400 to 520 meters are shunting zone, and vehicle will be shunted herein with the ratio of 6:2:2, this region allows vehicle with one Cut rational method normally travel.
(2) optimal velocity model is established
Based on built road model, it is assumed that vehicle data field be automatic driving mode, and can not lane change, gone out data field It is switched to the driving mode traveling of VISSIM default afterwards.The vehicle of data field in the process of moving, position, speed, acceleration Etc. information be output in MATLAB, MATLAB carries out decision to the acceleration of vehicle according to following optimal velocity model, and It returns to VISSIM and carries out real-time control, by this method vehicle real-time exchange information and with optimizing decision under simulating vehicle connected state The automatic Pilot behavior of traveling.Optimal control policy is formulated to nonlinear optimal problem, formula (1) strategy of speed control thus Objective function so that the speed total value of all vehicles is maximum on lane.
This model also uses restraint to parameters such as the speed, acceleration of vehicle, minimum ranges, and formula (2) is to vehicle speed The constraint of degree, the speed of each car is no more than maximum value.Formula (3) is that the minimum range of each car in the same time cannot be big In specified value, minimum range is arranged to 10 meters, i.e. G heremin=10m.Formula (4) is the constraint to acceleration, and acceleration is The decision variable of model, and return to the output valve of control, here a_min=-2m/s2, a_max=2m/s2.Formula (5) description Relationship between speed, acceleration and distance, acceleration is derivative of the speed relative to the time, and speed is operating range phase For the derivative of time.

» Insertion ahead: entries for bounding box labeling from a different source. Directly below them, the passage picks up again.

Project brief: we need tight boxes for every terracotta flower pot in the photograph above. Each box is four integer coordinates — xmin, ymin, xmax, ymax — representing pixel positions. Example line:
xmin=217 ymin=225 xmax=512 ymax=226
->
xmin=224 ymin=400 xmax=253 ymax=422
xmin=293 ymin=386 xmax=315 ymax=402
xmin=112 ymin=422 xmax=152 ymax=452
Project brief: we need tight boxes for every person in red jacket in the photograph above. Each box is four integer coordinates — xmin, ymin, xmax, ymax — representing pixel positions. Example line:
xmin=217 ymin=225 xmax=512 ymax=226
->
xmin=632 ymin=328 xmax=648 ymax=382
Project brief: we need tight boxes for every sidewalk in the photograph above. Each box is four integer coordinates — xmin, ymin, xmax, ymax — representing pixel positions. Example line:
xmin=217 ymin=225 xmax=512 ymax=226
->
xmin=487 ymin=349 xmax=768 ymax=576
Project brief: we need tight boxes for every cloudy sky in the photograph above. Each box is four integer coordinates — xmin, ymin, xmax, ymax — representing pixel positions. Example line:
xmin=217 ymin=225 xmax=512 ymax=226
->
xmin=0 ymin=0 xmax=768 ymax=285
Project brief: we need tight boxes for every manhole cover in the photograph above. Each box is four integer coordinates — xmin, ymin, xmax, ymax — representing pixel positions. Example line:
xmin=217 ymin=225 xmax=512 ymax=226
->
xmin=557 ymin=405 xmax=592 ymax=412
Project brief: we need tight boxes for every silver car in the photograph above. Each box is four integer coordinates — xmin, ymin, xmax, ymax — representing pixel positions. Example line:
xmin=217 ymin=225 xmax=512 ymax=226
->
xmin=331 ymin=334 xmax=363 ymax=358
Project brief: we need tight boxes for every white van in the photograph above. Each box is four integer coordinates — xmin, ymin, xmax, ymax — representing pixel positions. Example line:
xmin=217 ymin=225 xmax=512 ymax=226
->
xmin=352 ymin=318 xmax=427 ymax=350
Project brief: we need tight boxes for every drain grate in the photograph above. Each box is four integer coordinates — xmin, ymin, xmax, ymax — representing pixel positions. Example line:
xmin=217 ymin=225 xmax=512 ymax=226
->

I is the car number on lane in formula;N is the vehicle fleet on lane;T is each time step, which is indicated Second;vi,tFor the speed of a certain vehicle of a certain second;V_max is speed maximum value;GminFor the distance between adjacent two cars minimum Value, xi,tFor the position of certain two vehicles a certain second;A_min is acceleration minimum value;A_max is acceleration maximum value;ai,tIt is a certain The acceleration of a certain vehicle of second.
This model, for a judgement interval, was further divided into 10 1 second decision step-lengths, in each 1 second step with 10 seconds When long beginning, the speed for each car collected, location information are passed in MATLAB by VISSIM, and seismic responses calculated is optimal out It returns to VISSIM after control strategy to be controlled, this decision parameters is the acceleration a of each cari,t, by optimizing these acceleration Degree, reaches the maximized target of general speed of all vehicles in region.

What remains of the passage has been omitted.